Nuclear Magnetic Resonance spectroscopy

Successful transformants of AK constructs were subjected to a double colony selection to ensure robust expression in 100% D2O MOPS minimal media[37], supplemented with 0.4% 2H/12C or 2H/13C glucose. Purification was performed as described above; AK was concentrated to 1mM in NMR sample buffer (50 mM HEPES, 20 mM MgCl2, 5 mM TCEP, pH 7.0). Most assignments for all variants were conservatively transferred from previously reported spectra[33]. Relaxation-dispersion experiments[38] used a pulse sequence[39] with 50 ms constant time at 800 MHz field, with data collected at relaxation delays of 9.55, 0.25, and 0.0 (I) ms. TROSY-HSQC spectra were collected in an interleaved manner with 16 transients, 90 ms T1, and 2.5 s delay between transients for each relaxation delay at 19°C. R2 values[40] were calculated from differences of peak intensities. Full details of NMR data acquisition, processing, analysis, and interpretation are given in Supplementary Information.

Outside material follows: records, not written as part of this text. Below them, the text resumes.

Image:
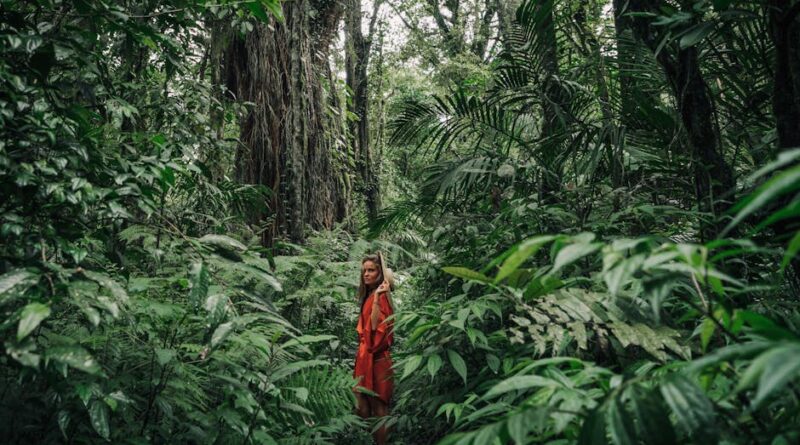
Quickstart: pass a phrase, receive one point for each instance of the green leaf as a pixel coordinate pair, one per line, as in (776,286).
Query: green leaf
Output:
(412,363)
(98,413)
(75,357)
(572,253)
(458,364)
(593,430)
(518,426)
(467,274)
(692,409)
(291,368)
(275,8)
(791,251)
(775,187)
(13,284)
(707,332)
(620,424)
(63,422)
(525,250)
(164,356)
(257,9)
(777,368)
(696,34)
(104,280)
(223,242)
(198,282)
(32,316)
(221,333)
(518,383)
(434,364)
(652,420)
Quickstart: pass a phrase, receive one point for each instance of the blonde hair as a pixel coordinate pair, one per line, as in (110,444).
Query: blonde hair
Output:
(363,291)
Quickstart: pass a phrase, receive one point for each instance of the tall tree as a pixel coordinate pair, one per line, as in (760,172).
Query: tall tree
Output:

Ensemble model and estimation of conformational population

The Ensemble Allosteric Model[41] used experimentally determined stabilities and domain interaction energies (Extended Data table 1) to compute Boltzmann-weighted temperature-dependent AK ensemble populations (Main Text figures 2b&c). Three thermodynamic states were permitted: fully folded (P), binding incompetent locally unfolded LID (P), and fully unfolded (P). Full details are given in Supplementary Information.

Statistical information

In all figures, error bars indicate the standard deviation around the mean value for at least three independent data points. There is one exception, Main Text figure 5d, where the bars are derived from propagation of errors between differences of mutant and WT activity and affinity measurements (which are explicitly reported in Supplementary Information).